Oireachtas Joint and Select Committees

Tuesday, 21 March 2023

Joint Oireachtas Committee on Climate Action

Sustainable Development Goals: Discussion

Ms Sadhbh O'Neill:

I agree with the Deputy that the IPCC report, which was published yesterday, puts a renewed focus on the potential synergies between climate action and the other SDGs. The first thing to recall is that the SDGs, just like the Rio Declaration in 1992, represent a set of political commitments. SDGs can be used as a methodology or tool to track progress, as the Social Justice Ireland representatives have developed. Ultimately, SDGs are political commitments. They are an attempt to draw together a set of different political commitments that address fundamental, environmental and development challenges that were identified at the Rio Earth Summit in 1992. The United Nations Framework Convention on Climate Change was adopted in 1992. The convention incorporated the principle of common but differentiated responsibilities and respective capabilities. There is a sense in which these concepts are being used in a legal sense to define the responsibilities of countries, and to ensure that climate action is not pursued in a way that does not target inequality both between and within countries.

On the IPCC report, what is interesting about the report that was issued yesterday and signed off by governments, is that it directly identifies these synergies and does so much more clearly than many previous reports. For example, one of the illustrations, which I think is on page 26, includes enabling conditions for climate policy, conditions that constrain and the way that these link with SDGs. Enabling conditions incorporates inclusive governance, integration across sectors and timescale, equal systems stewardship and so on, and behavioural change. The constraining conditions would be poverty, inequality and injustice. It is recognised that we cannot successfully adopt the mitigation measures that are identified in all of the IPCC reports without addressing the fundamental inequalities that are both barriers to climate action but drive further inequality and climate change in themselves.

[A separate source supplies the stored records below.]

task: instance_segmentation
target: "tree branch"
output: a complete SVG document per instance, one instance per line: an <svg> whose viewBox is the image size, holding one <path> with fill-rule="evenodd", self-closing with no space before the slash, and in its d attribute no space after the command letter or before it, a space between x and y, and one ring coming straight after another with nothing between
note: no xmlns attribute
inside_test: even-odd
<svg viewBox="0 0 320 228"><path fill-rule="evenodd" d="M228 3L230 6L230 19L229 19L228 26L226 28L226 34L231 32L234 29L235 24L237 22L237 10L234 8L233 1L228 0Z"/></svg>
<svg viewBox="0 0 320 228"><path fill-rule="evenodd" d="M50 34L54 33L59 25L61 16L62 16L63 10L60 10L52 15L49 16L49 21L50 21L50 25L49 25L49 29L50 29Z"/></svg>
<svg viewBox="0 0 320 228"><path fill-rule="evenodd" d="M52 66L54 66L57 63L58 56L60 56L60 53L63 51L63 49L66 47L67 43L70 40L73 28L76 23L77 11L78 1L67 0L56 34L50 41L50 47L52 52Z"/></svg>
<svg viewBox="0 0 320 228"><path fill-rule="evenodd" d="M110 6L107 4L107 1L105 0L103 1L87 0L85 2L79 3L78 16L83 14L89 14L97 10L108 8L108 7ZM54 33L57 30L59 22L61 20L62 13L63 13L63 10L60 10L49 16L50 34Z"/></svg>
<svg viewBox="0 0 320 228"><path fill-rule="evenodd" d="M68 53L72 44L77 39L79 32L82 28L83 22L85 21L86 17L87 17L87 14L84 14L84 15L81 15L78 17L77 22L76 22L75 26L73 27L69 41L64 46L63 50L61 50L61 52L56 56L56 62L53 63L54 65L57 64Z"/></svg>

The IPCC report is interesting in the sense that it does specifically address trade offs with SDGs and the need to integrate SDGs into climate responses. The report, when compared with previous reports, more directly addresses the co-benefits of climate action in so far as the benefits to human health, and through active travel, diets and improved air quality. These are much more directly mentioned than I recall from previous reports, which is very welcome. Again, these have been signed off directly by governments.

To answer whether the SDGs are useful, yes because they represent a set of political commitments that include and embrace climate action, and a safe planet for all.